Fast Mode (~100ms for 100+ listings, no API calls):

  • Used for search results grid
  • Market value estimated via depreciation formula: MSRP × (0.85 ^ age) with mileage adjustment
  • Safety/reliability/efficiency use conservative defaults
  • MSRP lookup table for 20+ common models (default: $32,000)

Full Mode (~2-3s per listing, live API data):

  • Used for detail pages
  • Parallel prefetch: NHTSA safety + complaints + EPA fuel economy per unique (make, model, year)
  • Per-listing: NHTSA recalls (VIN-preferred) + VinAudit market value + VinAudit ownership cost
  • Semaphore-limited to 20 concurrent API calls

In-Memory Cache

Data TTL Rationale
Safety ratings 1 hour Rarely change
Complaints 1 hour Batch updates infrequent
Recalls 30 min Can be issued any time
VIN decode 24 hours Immutable
Fuel economy 1 hour Stable EPA data
Market value 1 hour 90-day rolling average

Data Sources & APIs

NHTSA (National Highway Traffic Safety Administration)

Free, public U.S. government API — no key required.

Endpoint Data
SafetyRatings/modelyear/{y}/make/{m}/model/{mo} 1-5 star crash test ratings (overall, frontal, side, rollover)
complaints/complaintsByVehicle Consumer-reported defects with component breakdowns
recalls/recallsByVehicle Open/closed recalls with campaign numbers and affected components
vpic.nhtsa.dot.gov/api/vehicles/decodevinvalues/{vin} VIN decode → make, model, year, trim, engine, transmission

Rate-limited to 150ms between sequential calls (respecting government API courtesy).

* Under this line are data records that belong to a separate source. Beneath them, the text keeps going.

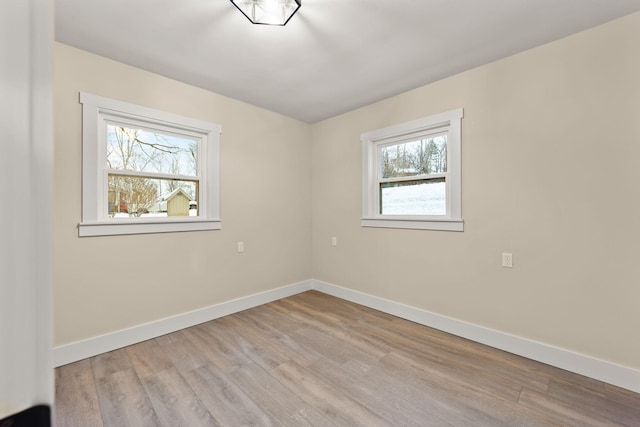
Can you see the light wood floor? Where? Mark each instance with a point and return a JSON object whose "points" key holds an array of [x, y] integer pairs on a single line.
{"points": [[312, 359]]}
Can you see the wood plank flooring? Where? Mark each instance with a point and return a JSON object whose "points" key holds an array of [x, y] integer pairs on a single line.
{"points": [[315, 360]]}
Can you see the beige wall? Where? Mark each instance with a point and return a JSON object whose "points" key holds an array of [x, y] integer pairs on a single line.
{"points": [[551, 166], [551, 173], [104, 284]]}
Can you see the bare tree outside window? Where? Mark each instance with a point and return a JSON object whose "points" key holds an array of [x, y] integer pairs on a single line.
{"points": [[139, 151]]}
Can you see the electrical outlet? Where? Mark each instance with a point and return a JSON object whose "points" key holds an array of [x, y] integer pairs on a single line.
{"points": [[507, 260]]}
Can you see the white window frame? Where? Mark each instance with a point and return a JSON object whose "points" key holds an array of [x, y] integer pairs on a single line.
{"points": [[447, 122], [96, 111]]}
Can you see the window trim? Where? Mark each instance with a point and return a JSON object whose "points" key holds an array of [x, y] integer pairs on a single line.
{"points": [[450, 122], [96, 111]]}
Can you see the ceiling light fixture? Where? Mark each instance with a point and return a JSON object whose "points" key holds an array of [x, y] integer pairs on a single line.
{"points": [[268, 12]]}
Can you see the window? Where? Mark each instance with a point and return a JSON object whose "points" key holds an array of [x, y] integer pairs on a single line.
{"points": [[411, 174], [147, 171]]}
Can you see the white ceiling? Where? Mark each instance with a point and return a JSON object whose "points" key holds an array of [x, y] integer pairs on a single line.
{"points": [[333, 56]]}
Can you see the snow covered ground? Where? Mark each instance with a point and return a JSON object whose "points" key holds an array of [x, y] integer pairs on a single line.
{"points": [[419, 199]]}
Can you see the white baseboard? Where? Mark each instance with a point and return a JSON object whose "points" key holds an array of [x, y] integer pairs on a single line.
{"points": [[601, 370], [79, 350]]}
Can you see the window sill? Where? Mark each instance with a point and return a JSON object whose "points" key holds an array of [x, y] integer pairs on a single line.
{"points": [[438, 225], [112, 228]]}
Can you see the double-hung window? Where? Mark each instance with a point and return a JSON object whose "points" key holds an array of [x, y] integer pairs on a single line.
{"points": [[147, 171], [411, 174]]}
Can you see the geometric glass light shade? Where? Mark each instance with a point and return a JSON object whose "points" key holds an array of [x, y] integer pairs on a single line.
{"points": [[268, 12]]}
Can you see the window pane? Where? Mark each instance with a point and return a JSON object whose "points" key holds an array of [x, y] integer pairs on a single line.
{"points": [[143, 150], [420, 197], [131, 196], [423, 156]]}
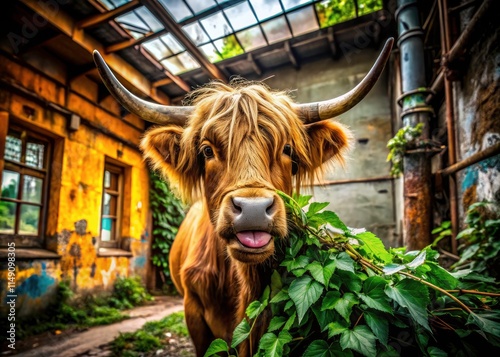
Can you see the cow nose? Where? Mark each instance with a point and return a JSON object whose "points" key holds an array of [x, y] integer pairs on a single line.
{"points": [[253, 213]]}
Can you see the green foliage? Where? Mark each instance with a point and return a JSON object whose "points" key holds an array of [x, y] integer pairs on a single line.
{"points": [[230, 48], [336, 291], [168, 214], [404, 138], [151, 336], [480, 247], [332, 12]]}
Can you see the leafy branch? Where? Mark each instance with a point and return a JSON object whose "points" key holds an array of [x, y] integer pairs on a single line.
{"points": [[338, 291]]}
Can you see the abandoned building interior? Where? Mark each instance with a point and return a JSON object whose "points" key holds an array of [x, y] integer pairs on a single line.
{"points": [[75, 188]]}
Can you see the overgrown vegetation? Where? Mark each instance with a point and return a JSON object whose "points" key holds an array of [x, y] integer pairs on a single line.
{"points": [[339, 292], [397, 146], [168, 214], [332, 12], [88, 311], [152, 336], [479, 244]]}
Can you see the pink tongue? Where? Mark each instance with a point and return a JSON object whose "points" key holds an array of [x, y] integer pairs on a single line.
{"points": [[253, 239]]}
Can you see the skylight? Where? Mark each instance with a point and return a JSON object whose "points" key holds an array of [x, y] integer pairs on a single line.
{"points": [[223, 29]]}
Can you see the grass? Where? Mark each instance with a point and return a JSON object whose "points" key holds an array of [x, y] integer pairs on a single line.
{"points": [[150, 337]]}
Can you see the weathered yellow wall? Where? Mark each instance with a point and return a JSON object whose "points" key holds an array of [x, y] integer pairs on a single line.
{"points": [[75, 231]]}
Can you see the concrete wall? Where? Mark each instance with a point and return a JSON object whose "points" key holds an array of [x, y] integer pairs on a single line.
{"points": [[70, 248], [364, 204], [477, 114]]}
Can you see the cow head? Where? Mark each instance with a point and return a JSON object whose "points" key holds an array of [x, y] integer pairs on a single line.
{"points": [[239, 143]]}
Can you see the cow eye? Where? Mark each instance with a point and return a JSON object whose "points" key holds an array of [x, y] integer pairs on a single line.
{"points": [[208, 152]]}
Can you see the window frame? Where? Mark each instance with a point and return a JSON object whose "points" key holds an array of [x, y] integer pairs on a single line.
{"points": [[119, 170], [28, 240]]}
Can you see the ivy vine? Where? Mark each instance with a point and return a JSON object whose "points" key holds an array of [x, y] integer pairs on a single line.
{"points": [[168, 213], [336, 291]]}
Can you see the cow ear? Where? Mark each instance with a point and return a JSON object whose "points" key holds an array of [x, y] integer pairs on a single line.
{"points": [[328, 140], [161, 146]]}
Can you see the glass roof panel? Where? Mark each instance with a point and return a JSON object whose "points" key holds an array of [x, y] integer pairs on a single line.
{"points": [[216, 25], [334, 11], [251, 38], [196, 33], [130, 21], [113, 4], [303, 21], [367, 6], [150, 20], [172, 43], [211, 52], [177, 8], [199, 6], [291, 4], [276, 30], [228, 47], [266, 8], [157, 48], [180, 63], [240, 16]]}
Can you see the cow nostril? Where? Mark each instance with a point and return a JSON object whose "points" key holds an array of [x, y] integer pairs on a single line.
{"points": [[236, 201]]}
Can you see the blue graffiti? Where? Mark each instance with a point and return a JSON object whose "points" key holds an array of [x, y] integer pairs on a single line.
{"points": [[140, 261], [36, 285], [471, 173]]}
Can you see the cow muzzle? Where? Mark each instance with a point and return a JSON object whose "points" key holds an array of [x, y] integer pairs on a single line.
{"points": [[250, 219]]}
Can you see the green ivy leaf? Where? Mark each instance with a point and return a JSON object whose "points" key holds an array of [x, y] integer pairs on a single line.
{"points": [[295, 263], [241, 333], [343, 261], [359, 339], [218, 345], [318, 348], [276, 323], [336, 328], [412, 295], [379, 326], [485, 323], [304, 292], [374, 246], [333, 219], [272, 345], [315, 207], [373, 294]]}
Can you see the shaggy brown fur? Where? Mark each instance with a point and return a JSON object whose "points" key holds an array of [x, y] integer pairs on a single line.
{"points": [[242, 141]]}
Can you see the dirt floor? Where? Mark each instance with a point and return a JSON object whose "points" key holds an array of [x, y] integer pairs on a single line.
{"points": [[96, 341]]}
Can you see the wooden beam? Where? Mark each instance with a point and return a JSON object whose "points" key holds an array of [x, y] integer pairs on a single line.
{"points": [[291, 55], [133, 42], [65, 24], [162, 82], [97, 19], [255, 66], [166, 20]]}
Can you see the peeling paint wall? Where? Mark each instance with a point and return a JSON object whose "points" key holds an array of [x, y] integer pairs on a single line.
{"points": [[76, 185], [477, 98]]}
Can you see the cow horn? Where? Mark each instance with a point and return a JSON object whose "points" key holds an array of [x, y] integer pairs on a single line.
{"points": [[317, 111], [152, 112]]}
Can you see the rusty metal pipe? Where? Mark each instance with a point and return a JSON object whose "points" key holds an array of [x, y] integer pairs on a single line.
{"points": [[450, 120], [471, 160]]}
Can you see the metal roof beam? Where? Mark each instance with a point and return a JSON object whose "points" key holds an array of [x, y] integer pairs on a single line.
{"points": [[98, 19], [66, 25], [164, 17], [132, 42]]}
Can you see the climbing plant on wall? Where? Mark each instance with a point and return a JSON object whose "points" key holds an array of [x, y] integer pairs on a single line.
{"points": [[168, 213]]}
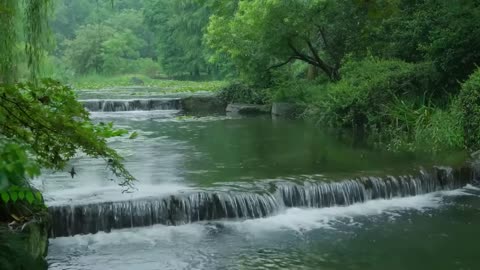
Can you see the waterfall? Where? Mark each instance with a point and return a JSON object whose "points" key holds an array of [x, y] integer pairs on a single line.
{"points": [[121, 105], [214, 205]]}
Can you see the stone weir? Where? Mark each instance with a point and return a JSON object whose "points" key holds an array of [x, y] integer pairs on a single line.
{"points": [[122, 105], [191, 207]]}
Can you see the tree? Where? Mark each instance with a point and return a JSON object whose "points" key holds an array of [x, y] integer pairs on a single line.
{"points": [[85, 53], [262, 35], [179, 27], [42, 125]]}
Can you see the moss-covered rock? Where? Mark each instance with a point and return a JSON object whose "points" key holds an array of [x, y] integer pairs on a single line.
{"points": [[24, 248], [199, 104]]}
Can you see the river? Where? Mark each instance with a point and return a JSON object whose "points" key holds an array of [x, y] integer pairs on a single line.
{"points": [[235, 168]]}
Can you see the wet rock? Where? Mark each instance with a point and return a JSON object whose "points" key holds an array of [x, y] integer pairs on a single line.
{"points": [[287, 110], [27, 245], [136, 81], [203, 104], [248, 109]]}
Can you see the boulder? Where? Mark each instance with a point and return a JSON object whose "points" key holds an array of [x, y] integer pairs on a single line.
{"points": [[203, 104], [27, 244], [136, 81], [248, 109]]}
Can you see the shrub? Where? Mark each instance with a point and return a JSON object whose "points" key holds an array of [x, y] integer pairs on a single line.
{"points": [[372, 93], [469, 107]]}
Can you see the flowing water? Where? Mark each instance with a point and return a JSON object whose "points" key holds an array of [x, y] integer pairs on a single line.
{"points": [[223, 192]]}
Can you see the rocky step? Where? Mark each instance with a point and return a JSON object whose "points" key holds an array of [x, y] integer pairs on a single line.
{"points": [[198, 206]]}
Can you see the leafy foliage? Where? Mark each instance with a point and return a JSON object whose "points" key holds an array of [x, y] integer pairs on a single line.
{"points": [[44, 126], [179, 26], [469, 107]]}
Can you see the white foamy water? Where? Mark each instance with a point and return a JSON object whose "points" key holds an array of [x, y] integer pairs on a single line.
{"points": [[91, 195], [218, 245], [135, 115]]}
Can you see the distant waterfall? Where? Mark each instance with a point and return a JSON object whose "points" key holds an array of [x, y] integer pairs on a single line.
{"points": [[122, 105], [214, 205]]}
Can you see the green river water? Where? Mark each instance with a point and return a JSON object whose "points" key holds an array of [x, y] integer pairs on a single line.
{"points": [[175, 153]]}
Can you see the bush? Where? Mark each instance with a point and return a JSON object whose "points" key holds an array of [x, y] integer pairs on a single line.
{"points": [[469, 108], [373, 93]]}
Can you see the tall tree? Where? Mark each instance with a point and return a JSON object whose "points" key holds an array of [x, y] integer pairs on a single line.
{"points": [[179, 27]]}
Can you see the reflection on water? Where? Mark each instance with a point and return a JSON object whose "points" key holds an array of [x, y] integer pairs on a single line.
{"points": [[204, 151], [175, 153]]}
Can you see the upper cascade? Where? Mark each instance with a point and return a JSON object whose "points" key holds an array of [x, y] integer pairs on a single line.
{"points": [[122, 105], [191, 207]]}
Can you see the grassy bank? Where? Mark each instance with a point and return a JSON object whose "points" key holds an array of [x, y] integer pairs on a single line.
{"points": [[171, 86]]}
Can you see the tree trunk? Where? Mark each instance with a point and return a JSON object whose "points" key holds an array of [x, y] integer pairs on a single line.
{"points": [[312, 72]]}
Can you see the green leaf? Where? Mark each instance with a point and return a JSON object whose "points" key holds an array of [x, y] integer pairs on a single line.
{"points": [[21, 195], [30, 198], [13, 196], [5, 197], [133, 136]]}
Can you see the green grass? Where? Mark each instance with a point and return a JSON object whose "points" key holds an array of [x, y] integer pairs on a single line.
{"points": [[93, 82]]}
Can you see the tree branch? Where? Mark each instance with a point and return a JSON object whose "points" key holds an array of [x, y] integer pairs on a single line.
{"points": [[282, 63]]}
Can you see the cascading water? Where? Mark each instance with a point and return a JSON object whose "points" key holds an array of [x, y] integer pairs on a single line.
{"points": [[214, 205], [122, 105]]}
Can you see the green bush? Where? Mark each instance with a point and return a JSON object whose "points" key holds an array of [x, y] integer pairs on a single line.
{"points": [[373, 93], [469, 107]]}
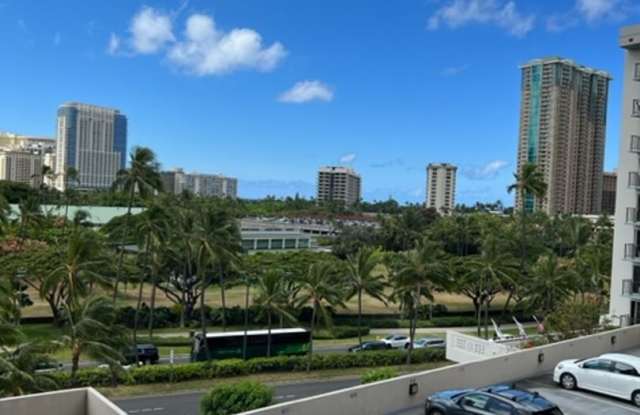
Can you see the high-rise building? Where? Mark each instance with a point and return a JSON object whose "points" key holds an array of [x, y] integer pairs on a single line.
{"points": [[93, 140], [624, 306], [177, 181], [563, 114], [609, 193], [441, 187], [338, 184]]}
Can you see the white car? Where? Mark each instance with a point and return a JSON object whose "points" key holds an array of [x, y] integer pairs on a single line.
{"points": [[397, 341], [610, 374]]}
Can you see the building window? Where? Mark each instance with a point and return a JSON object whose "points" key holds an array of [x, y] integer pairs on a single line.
{"points": [[635, 111]]}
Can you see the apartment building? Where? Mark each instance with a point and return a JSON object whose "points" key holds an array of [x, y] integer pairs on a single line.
{"points": [[441, 187], [177, 181], [625, 274], [609, 180], [338, 184], [93, 140], [563, 115]]}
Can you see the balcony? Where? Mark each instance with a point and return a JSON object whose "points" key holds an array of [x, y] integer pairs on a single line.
{"points": [[634, 180], [631, 252], [631, 289], [633, 217]]}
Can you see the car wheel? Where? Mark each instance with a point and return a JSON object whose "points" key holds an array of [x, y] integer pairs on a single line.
{"points": [[568, 381]]}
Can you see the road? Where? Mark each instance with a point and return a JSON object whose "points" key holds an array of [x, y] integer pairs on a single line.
{"points": [[188, 403]]}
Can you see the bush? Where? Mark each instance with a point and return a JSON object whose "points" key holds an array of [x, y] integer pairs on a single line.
{"points": [[376, 375], [227, 399], [236, 367]]}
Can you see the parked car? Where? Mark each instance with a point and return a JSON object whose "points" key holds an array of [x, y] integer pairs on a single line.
{"points": [[430, 343], [369, 346], [397, 341], [499, 400], [611, 374], [147, 353]]}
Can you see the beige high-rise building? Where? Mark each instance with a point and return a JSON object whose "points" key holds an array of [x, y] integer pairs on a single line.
{"points": [[563, 117], [441, 187], [339, 184]]}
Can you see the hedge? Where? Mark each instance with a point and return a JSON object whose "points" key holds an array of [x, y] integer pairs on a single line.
{"points": [[236, 367]]}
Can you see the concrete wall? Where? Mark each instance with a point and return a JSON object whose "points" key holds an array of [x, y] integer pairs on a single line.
{"points": [[67, 402], [393, 395]]}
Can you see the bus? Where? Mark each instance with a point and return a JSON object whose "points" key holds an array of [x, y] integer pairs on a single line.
{"points": [[228, 345]]}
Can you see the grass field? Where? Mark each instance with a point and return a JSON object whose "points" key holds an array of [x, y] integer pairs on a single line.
{"points": [[235, 296]]}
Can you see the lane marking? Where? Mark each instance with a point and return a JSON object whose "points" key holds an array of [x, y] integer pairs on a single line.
{"points": [[603, 401]]}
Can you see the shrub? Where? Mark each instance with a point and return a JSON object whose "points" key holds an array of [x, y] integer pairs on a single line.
{"points": [[376, 375], [227, 399]]}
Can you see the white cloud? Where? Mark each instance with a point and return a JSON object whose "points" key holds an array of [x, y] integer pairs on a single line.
{"points": [[458, 13], [150, 31], [206, 50], [114, 44], [348, 158], [306, 91], [486, 171]]}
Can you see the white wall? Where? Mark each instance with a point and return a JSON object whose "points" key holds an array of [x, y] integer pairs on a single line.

EPA Fuel Economy (fueleconomy.gov)

Free, public API.

  • Fuzzy-matches user model names to EPA's model catalog (handles "F-150" → "F150 Pickup 2WD")
  • Discovers up to 5 trim/option variants per model
  • Returns combined city/highway MPG for the most common configuration

VinAudit

Requires API key. Provides two critical datasets:

  • Market Value: VIN-based or YMMTID-based (2020_toyota_camry_se) pricing with confidence bands, sample size, and mileage adjustments
  • Ownership Cost: 5-year projected breakdown — depreciation, insurance, fuel, maintenance, repairs, and fees

Tavily Search

Optional fallback for market value estimation. Searches KBB and automotive pricing sites when VinAudit is unavailable.


LLM Agents & Context Engineering

CarFINDa uses Google Gemini 2.5 Flash with structured output enforcement (response_mime_type="application/json" + JSON Schema) across 5 specialized agents, each with carefully engineered system prompts and context windows.

Agent Architecture

Agent Purpose Temperature Output
Intake Agent Parse NL query → structured filters 0.3 JSON (12 filter fields)
Snapshot Parser Extract listings from browser snapshots 0.3 JSON (16 fields per listing)
Synthesizer Rank & explain top 5 recommendations 0.4 JSON (headlines, explanations, red flags)
Chat Agent Multi-turn Q&A about listings/scores 0.7 Free-form text
Negotiation Agent Generate negotiation strategy + opening DM 0.4 JSON (fair price, leverage, scripts)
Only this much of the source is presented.